The yellow starthistle has not yet dug its spiny bracts into southern Idaho, and we want help to keep it that way. To keep southern Idaho free from the yellow starthistle’s treacherous embrace, here is a description of the plant to help you identify it.

Yellow starthistle is an herbaceous annual. Large specimens are capable of producing 100,000 seeds, which will remain viable for a decade. Flowers bloom July through October, and seeds disperse by late August.

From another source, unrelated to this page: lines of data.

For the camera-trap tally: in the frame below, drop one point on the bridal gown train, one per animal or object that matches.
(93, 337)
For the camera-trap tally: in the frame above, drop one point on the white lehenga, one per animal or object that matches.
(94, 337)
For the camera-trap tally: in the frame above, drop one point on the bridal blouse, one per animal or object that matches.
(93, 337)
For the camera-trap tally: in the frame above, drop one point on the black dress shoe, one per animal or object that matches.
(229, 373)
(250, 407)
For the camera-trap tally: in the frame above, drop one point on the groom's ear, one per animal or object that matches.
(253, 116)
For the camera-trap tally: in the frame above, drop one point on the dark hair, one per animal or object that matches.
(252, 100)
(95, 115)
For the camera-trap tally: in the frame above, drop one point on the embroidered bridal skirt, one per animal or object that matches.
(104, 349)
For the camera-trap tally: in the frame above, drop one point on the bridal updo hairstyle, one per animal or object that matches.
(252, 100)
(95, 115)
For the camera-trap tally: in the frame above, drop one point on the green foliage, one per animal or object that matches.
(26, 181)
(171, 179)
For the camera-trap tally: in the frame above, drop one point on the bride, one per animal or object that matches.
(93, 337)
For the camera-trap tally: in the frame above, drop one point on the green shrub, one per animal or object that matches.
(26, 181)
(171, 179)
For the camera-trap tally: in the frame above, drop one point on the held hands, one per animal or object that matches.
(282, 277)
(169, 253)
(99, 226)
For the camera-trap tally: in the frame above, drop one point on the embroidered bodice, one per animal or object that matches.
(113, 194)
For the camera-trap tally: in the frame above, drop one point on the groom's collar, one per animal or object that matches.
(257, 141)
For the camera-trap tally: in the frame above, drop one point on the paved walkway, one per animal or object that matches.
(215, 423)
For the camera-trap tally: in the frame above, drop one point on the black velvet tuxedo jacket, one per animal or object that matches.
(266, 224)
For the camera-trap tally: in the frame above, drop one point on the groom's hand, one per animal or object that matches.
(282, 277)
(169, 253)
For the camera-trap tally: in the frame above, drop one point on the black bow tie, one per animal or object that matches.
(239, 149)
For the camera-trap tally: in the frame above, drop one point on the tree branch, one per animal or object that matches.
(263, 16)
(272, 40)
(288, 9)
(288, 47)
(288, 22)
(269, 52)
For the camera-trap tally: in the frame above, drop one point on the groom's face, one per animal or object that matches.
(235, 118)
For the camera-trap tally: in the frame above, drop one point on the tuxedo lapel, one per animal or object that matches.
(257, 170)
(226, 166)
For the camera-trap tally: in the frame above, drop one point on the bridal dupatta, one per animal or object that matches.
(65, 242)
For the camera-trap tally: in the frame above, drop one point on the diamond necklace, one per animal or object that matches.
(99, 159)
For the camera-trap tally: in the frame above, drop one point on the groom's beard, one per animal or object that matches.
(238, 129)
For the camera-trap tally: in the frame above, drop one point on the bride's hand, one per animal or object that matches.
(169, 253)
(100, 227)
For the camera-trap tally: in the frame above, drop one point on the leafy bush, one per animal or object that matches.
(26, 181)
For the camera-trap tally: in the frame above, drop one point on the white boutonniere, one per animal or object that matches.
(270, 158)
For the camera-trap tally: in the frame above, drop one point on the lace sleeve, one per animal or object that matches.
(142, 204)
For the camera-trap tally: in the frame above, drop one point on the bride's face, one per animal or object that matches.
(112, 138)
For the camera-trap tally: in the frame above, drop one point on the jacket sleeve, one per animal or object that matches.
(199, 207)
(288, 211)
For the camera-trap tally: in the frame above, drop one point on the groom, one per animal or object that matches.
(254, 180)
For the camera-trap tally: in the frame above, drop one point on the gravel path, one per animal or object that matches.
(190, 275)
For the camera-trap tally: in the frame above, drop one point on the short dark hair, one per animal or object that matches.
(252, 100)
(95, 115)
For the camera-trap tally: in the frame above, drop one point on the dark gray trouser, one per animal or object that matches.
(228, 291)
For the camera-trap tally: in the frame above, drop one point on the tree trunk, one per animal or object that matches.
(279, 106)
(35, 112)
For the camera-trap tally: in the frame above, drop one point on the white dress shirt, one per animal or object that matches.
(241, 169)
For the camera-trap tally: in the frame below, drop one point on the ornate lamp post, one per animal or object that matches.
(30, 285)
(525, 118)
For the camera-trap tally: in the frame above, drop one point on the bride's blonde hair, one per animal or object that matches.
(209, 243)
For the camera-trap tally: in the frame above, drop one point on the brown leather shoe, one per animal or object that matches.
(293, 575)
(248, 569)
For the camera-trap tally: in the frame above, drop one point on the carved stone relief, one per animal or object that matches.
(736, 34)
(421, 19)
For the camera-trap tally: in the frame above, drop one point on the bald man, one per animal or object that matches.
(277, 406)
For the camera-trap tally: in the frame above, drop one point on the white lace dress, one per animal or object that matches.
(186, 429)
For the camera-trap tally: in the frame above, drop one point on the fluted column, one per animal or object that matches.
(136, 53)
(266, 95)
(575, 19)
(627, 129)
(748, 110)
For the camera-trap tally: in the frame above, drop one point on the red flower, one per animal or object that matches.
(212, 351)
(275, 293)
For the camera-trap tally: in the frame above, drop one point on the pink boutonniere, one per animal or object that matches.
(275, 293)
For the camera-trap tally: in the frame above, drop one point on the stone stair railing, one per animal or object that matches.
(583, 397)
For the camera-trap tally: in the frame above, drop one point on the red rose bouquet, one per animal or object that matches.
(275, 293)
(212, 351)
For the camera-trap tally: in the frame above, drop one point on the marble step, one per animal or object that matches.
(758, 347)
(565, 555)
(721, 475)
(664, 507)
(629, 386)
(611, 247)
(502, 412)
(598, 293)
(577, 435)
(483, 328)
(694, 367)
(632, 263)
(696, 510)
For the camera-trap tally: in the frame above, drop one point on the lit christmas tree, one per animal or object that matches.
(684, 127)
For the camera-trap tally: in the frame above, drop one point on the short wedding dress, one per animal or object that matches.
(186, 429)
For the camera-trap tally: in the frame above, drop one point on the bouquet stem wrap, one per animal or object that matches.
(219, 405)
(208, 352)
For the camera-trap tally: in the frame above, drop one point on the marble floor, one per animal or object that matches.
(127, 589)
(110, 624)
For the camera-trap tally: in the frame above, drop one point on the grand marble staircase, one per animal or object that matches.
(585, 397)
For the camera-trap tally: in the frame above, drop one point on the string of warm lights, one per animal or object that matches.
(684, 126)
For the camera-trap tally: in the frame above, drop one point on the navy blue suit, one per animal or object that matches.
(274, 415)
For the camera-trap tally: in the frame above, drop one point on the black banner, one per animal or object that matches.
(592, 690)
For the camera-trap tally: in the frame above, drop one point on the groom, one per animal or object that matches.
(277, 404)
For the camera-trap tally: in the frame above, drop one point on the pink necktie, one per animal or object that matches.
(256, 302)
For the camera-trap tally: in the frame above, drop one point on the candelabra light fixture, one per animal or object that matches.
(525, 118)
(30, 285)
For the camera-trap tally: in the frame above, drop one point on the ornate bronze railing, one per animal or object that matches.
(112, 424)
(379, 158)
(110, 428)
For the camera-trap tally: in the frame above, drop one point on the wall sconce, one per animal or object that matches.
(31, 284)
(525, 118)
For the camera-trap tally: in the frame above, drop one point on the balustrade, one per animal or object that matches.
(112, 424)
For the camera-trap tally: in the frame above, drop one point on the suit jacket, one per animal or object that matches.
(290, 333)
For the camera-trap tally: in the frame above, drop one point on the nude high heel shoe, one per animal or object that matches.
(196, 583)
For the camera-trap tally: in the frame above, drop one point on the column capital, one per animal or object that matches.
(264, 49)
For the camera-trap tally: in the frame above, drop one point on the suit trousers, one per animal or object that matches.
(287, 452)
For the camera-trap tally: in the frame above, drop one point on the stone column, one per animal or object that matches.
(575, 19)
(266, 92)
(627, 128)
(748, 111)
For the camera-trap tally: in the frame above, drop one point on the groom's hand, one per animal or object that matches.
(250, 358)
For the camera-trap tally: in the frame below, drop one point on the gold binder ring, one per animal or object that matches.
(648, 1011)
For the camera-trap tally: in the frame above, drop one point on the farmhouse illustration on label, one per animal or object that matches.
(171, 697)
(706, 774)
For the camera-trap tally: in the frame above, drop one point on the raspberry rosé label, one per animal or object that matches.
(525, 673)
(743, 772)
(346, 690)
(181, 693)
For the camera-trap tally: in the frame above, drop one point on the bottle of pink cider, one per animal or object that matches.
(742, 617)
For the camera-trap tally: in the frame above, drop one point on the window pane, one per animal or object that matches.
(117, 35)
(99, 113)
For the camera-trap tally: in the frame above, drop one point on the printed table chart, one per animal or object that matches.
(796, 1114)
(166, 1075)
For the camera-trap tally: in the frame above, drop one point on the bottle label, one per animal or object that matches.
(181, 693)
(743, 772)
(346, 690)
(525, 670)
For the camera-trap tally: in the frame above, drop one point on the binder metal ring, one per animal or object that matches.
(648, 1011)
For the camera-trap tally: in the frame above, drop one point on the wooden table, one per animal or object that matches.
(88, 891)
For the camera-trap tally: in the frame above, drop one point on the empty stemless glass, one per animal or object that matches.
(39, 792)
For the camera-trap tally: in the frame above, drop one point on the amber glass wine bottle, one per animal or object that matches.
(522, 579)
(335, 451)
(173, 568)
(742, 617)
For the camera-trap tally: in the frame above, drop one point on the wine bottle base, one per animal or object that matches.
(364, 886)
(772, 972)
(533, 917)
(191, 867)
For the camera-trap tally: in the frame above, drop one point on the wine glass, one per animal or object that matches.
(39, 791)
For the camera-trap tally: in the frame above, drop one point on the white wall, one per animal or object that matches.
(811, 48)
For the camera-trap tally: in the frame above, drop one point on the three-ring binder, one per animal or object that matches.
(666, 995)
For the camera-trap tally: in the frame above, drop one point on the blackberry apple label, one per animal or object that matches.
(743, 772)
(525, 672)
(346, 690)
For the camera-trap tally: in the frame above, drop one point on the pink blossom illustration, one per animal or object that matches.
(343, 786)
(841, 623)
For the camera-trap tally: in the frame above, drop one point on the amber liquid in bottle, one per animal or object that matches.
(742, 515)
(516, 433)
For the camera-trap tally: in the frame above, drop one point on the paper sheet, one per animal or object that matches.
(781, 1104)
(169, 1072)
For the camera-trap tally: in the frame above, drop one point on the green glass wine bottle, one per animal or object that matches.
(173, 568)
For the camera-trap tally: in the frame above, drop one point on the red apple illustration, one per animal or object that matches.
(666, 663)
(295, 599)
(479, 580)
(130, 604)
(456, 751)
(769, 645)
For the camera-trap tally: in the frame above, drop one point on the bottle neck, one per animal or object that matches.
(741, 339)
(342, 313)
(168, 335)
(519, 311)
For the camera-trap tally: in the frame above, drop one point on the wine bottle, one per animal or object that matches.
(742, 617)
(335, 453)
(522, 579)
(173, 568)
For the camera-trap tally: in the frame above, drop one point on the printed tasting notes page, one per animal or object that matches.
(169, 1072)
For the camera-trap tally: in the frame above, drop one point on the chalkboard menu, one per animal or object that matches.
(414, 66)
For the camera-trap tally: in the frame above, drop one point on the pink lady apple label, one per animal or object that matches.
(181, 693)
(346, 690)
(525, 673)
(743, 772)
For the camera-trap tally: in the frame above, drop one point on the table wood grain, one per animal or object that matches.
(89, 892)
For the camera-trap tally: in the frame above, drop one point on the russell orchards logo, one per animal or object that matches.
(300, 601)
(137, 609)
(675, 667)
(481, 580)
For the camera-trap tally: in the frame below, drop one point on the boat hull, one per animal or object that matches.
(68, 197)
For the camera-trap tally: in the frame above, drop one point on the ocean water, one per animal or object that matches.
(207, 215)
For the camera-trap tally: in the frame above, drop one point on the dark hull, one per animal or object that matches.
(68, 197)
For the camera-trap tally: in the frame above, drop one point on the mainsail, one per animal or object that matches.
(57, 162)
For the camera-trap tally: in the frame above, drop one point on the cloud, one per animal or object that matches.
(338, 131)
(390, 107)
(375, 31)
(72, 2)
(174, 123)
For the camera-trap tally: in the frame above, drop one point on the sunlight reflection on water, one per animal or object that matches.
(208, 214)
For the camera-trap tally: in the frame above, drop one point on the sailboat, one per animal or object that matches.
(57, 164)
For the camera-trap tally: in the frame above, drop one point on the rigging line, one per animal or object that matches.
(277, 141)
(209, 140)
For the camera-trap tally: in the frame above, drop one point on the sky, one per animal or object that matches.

The starthistle deploys two kinds of seeds: plumed seeds are a mottled tan and brown and grow in the center of the flower head; non-plumed seeds are black in color and occur around the periphery of the flower head. Stems grow between 60-120 cm tall. Basal leaves are lobed while upper leaves are linear and attach to the stem with wings.  Yellow starthistle is found in disturbed areas, like hayfields, orchards, and abandoned places.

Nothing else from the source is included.